A 1988 report to the Health Care Financing Administration (the former name of the agency that runs Medicare) stated that the beneficiaries who enrolled in Medicare HMOs cost 21% less than those who stayed in traditional Medicare.
A study published in “Medical Research and Review” in 1997 concluded “in the six months prior to their enrollment, new HMO enrollees use on average 37% fewer services than do beneficiaries in traditional fee-for-service Medicare. Furthermore, HMO disenrollees use 60% more services in the six months after disenrollment than do fee-for-service beneficiaries.”
A study published in the “New England Journal of Medicine” in 1997 found HMO enrollees were much healthier than traditional Medicare beneficiaries when they signed up with HMOs, and those that later disenrolled from HMOs were much sicker. The authors reported, “Before their enrollment in HMOs, the HMO enrollees had a rate of hospital admissions that was two-thirds the rate in the fee-for-service group.The members of the HMO-disenrollment group had a substantially higher rate of [hospital] admissions than the fee-for-service beneficiaries…” The title of this article was, appropriately enough, “The Medicare-HMO revolving door: The healthy go in and the sick go out.”
A study published by the Kaiser Family Foundation in 2019 found that Medicare beneficiaries who enrolled in a Medicare Advantage plan were 13% less expensive than the average cost of a traditional Medicare enrollee. In 2016, beneficiaries who stayed in traditional Medicare incurred Part A (hospital) and B (physician) medical expenses of $9,362 on average, while those who signed up with a Medicare Advantage plan cost just $8,109.
Risk adjusting premiums accurately is impossible
If favorable selection and the overpayments have been obvious for four decades, why hasn’t CMS eliminated the overpayments? Why doesn’t CMS just reduce the premiums down to a level commensurate with the better health–the lower cost–of the insurance companies’ enrollees? Answer: because CMS sets the premiums prior to the year for which the beneficiaries are enrolled, and predicting what each insurance company’s pool of enrollees will cost the next year is a primitive science.
Between 1973 and 2004, CMS (and its predecessor, the Health Care Financing Administration) tried to risk adjust premiums downward using four factors: age, sex, Medicaid status and nursing home status. Although each of these factors is correlated with medical spending (80-year-olds typically cost more than 65-year-olds, for example), the correlation between these demographic factors and spending is very weak. They only predict one percent of the variation in spending. To explain what that means, let’s go back to the United Healthcare example. If UHC was overpaid by $1,000, CMS’s demographic risk adjuster would only call for reducing UHC premium payments by one percent, or $10, from $10,000 to $9,990. UHC would still be overpaid by $990.

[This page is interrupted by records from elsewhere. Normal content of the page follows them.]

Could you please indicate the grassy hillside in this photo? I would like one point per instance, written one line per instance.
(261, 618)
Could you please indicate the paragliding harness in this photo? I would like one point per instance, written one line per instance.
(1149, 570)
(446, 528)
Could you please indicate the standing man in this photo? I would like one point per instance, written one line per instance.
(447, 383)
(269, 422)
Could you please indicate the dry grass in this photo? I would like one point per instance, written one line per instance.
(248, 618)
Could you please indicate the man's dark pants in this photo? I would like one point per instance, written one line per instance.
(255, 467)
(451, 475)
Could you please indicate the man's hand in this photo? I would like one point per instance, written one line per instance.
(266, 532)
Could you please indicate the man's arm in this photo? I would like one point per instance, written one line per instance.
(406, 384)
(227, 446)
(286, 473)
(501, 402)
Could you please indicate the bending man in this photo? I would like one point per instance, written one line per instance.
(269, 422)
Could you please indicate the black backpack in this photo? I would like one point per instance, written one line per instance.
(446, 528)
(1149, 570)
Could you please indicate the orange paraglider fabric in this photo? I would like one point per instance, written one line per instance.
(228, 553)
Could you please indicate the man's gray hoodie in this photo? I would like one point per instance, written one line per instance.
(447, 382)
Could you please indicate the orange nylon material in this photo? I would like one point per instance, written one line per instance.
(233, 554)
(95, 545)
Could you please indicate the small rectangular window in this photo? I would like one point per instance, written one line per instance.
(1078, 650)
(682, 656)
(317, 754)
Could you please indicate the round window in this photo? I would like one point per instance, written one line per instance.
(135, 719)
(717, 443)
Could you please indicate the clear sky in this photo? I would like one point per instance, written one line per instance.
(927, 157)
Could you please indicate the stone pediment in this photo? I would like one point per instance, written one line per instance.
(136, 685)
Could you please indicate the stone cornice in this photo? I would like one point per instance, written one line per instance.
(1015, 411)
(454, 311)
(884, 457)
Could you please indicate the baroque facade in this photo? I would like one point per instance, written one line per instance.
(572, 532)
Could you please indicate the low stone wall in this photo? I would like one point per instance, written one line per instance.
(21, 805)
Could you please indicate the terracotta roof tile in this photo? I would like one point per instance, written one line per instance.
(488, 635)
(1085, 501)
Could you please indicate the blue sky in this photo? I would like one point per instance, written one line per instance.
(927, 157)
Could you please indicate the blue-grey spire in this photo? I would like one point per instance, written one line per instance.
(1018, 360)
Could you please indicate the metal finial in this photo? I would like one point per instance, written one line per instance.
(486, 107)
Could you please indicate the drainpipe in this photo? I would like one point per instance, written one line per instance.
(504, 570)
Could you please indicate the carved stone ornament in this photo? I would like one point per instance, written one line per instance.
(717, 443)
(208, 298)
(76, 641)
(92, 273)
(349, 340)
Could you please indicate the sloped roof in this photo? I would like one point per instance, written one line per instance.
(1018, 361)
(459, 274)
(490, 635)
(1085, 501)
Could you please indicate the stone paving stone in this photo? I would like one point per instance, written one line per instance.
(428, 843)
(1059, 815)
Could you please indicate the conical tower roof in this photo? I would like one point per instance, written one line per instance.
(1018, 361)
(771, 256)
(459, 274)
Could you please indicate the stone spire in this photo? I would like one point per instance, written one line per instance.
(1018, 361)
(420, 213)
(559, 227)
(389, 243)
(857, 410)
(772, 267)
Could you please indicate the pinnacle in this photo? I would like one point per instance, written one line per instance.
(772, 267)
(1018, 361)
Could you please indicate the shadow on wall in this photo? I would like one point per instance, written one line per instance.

In the Balanced Budget Act of 1997, Congress instructed CMS to improve the risk adjuster by adding diagnoses to the four demographic factors. It’s easy to see the logic in that proposal: People diagnosed with diseases and conditions cost more than people with no diagnoses, and people with serious diagnoses cost more than those with mild or temporary diseases or conditions. Medicare beneficiaries with diabetes, for example, cost 1.5 times as much as the average beneficiary; beneficiaries with a cancer diagnosis cost 1.7 times as much. CMS spent the next seven years preparing a new risk adjuster called the Hierarchical Condition Categories (HCC) risk adjuster. To the four demographic factors, CMS added 3,000 codes for diagnoses.
The addition of all those codes greatly improved the accuracy of the risk adjuster. The new HCC could predict 11%, and within a few years, 12% of the variation in spending between individual beneficiaries. But 12% is still negligible. To return to our United Healthcare example, now CMS can reduce UHC’s overpayment by 12% from $1,000 to $880. The overpayment is still immense. Twelve percent is obviously 12 times better than one percent, but it still gives Medicare Advantage plans an enormous incentive to continue cherry-picking and lemon-dropping.